Exercício físico como aliado da memória: estudo revela mecanismo cerebral
Nossa memória pode ser volátil, especialmente quando tentamos recordar informações importantes para exames, entrevistas de trabalho ou simples tarefas cotidianas. No entanto, uma solução simples e acessível pode dar um impulso imediato à capacidade de fixar lembranças: praticar atividade física aeróbica, como subir em uma bicicleta ergométrica por alguns minutos ou realizar uma caminhada vigorosa.
O impacto do exercício na cognição e no cérebro
Há muito tempo se sabe que o exercício físico melhora a cognição, aumentando o desempenho mental e fortalecendo áreas cerebrais vulneráveis ao envelhecimento, o que pode retardar o declínio cognitivo. Mas pesquisas recentes vão além, demonstrando que a atividade física também fortalece especificamente o hipocampo, uma região crucial para a formação e recuperação de memórias.
Estudos indicam que exercícios moderados realizados várias vezes por semana podem aumentar o tamanho do hipocampo.
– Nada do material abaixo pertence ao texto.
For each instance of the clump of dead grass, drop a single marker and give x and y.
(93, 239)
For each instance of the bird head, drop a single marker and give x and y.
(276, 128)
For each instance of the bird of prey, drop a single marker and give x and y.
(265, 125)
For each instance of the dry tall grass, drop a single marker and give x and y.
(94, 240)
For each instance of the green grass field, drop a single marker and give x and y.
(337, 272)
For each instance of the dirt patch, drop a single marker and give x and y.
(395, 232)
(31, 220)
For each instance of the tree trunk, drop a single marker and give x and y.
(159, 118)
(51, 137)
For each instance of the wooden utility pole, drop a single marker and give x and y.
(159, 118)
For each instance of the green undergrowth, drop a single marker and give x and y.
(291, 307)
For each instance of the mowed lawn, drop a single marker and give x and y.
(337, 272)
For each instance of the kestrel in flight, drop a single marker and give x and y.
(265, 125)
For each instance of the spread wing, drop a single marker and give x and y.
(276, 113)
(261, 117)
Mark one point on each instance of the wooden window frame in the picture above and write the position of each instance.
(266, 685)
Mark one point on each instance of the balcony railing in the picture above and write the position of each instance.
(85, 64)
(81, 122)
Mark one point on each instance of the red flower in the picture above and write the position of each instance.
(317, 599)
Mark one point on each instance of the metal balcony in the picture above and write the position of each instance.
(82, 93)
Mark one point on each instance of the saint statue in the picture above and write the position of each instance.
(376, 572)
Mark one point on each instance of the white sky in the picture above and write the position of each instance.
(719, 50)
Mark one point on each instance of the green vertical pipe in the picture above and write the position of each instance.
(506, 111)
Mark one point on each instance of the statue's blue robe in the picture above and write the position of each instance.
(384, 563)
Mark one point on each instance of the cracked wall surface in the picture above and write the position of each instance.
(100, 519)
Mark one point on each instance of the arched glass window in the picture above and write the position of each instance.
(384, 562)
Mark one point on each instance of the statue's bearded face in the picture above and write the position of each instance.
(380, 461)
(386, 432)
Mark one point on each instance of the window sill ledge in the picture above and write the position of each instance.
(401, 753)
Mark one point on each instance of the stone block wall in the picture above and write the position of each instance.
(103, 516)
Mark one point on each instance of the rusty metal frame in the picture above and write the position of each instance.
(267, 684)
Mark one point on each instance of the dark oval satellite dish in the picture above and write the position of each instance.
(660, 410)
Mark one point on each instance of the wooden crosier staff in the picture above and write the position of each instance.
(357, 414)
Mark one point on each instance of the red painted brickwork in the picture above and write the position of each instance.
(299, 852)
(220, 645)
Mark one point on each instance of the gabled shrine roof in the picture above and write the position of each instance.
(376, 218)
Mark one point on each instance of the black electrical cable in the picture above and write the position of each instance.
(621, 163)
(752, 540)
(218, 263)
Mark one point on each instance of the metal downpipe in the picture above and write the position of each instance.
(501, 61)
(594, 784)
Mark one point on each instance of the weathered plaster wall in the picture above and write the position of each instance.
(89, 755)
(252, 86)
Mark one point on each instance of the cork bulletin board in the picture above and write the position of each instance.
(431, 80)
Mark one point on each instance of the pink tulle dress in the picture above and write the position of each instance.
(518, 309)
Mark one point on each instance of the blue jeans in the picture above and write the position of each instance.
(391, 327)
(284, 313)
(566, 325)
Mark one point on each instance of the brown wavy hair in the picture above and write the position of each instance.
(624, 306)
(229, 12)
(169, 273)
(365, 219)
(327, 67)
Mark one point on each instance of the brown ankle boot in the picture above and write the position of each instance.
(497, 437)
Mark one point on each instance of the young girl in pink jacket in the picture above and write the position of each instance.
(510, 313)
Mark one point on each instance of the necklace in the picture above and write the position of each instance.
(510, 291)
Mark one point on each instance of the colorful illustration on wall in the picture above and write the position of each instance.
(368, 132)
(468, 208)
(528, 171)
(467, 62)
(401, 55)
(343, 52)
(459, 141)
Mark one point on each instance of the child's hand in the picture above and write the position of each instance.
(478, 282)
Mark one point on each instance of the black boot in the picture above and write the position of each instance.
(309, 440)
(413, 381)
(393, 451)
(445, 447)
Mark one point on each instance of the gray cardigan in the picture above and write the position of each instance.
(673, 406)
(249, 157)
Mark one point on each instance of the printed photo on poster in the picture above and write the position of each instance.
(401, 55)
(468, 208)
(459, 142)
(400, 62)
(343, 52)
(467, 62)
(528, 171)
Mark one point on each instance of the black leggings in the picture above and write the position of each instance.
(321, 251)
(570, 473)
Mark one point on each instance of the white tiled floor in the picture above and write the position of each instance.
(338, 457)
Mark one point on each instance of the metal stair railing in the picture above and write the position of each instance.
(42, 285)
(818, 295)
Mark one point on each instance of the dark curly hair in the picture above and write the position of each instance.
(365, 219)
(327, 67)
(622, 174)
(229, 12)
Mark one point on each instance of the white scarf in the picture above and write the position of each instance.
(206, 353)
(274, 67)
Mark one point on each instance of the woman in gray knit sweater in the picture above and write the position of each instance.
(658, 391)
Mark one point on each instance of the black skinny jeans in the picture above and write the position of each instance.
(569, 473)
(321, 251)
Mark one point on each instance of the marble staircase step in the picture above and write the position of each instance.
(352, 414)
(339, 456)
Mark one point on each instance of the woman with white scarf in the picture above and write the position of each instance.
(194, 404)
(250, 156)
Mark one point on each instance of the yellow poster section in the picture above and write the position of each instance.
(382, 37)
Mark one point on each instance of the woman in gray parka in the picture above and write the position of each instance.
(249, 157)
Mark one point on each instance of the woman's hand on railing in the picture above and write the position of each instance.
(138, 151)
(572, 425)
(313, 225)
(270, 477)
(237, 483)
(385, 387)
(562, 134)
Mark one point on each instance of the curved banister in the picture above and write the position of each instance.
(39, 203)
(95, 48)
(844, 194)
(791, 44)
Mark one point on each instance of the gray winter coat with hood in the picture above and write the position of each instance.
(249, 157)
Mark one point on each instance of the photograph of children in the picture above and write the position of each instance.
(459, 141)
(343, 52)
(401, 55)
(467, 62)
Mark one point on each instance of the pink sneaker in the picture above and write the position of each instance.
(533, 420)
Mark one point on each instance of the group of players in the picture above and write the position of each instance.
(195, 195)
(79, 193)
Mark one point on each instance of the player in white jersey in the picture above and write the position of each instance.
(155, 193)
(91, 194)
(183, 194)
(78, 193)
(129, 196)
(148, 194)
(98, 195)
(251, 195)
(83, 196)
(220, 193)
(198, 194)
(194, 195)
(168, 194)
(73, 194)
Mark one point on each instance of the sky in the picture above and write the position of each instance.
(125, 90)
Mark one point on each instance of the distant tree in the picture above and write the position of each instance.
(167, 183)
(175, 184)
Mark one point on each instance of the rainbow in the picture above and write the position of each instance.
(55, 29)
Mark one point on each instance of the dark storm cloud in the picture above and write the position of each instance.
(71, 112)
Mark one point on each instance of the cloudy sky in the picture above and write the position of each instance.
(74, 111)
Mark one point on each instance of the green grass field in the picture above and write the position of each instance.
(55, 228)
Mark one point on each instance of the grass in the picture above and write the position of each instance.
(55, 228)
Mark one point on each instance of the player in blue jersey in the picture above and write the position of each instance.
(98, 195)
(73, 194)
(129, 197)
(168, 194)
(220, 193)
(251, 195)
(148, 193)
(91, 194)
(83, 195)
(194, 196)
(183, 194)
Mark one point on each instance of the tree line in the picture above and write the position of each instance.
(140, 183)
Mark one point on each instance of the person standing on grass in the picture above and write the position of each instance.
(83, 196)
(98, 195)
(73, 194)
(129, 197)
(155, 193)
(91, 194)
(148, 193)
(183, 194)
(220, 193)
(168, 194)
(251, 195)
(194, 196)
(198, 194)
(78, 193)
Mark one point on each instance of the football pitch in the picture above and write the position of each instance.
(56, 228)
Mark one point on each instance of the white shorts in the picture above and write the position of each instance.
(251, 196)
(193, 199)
Além disso, o momento da atividade física faz diferença: caminhar quatro horas depois de aprender algo novo melhora significativamente a retenção e recuperação da memória, comparado ao exercício realizado imediatamente após o aprendizado. Exercícios de alongamento, por outro lado, não proporcionam os mesmos benefícios.
O papel das ondas cerebrais na consolidação de memórias
Um estudo inovador conduzido por neurocientistas da Universidade de Iowa, nos Estados Unidos, observou a atividade cerebral de 14 pessoas logo após a prática de exercícios. Os pesquisadores, liderados pela neurocientista Michelle Voss, detectaram pequenos surtos de atividade elétrica fluindo entre neurônios, conhecidos como "ondas cerebrais".
Essas ondas, que ocorrem quando muitos neurônios são ativados simultaneamente, desempenham um papel fundamental na consolidação e armazenamento de lembranças durante o sono e períodos de repouso. Os participantes do estudo, que sofriam de epilepsia resistente a medicamentos, tiveram regiões saudáveis do cérebro monitoradas através de eletrodos implantados temporariamente.
"Estes pulsos também estavam mais sincronizados com a atividade neuronal no restante do cérebro", explica Voss. A equipe descobriu que, após o exercício, houve um aumento significativo das ondas no hipocampo e em áreas conectadas, o que ajuda o cérebro a consolidar memórias.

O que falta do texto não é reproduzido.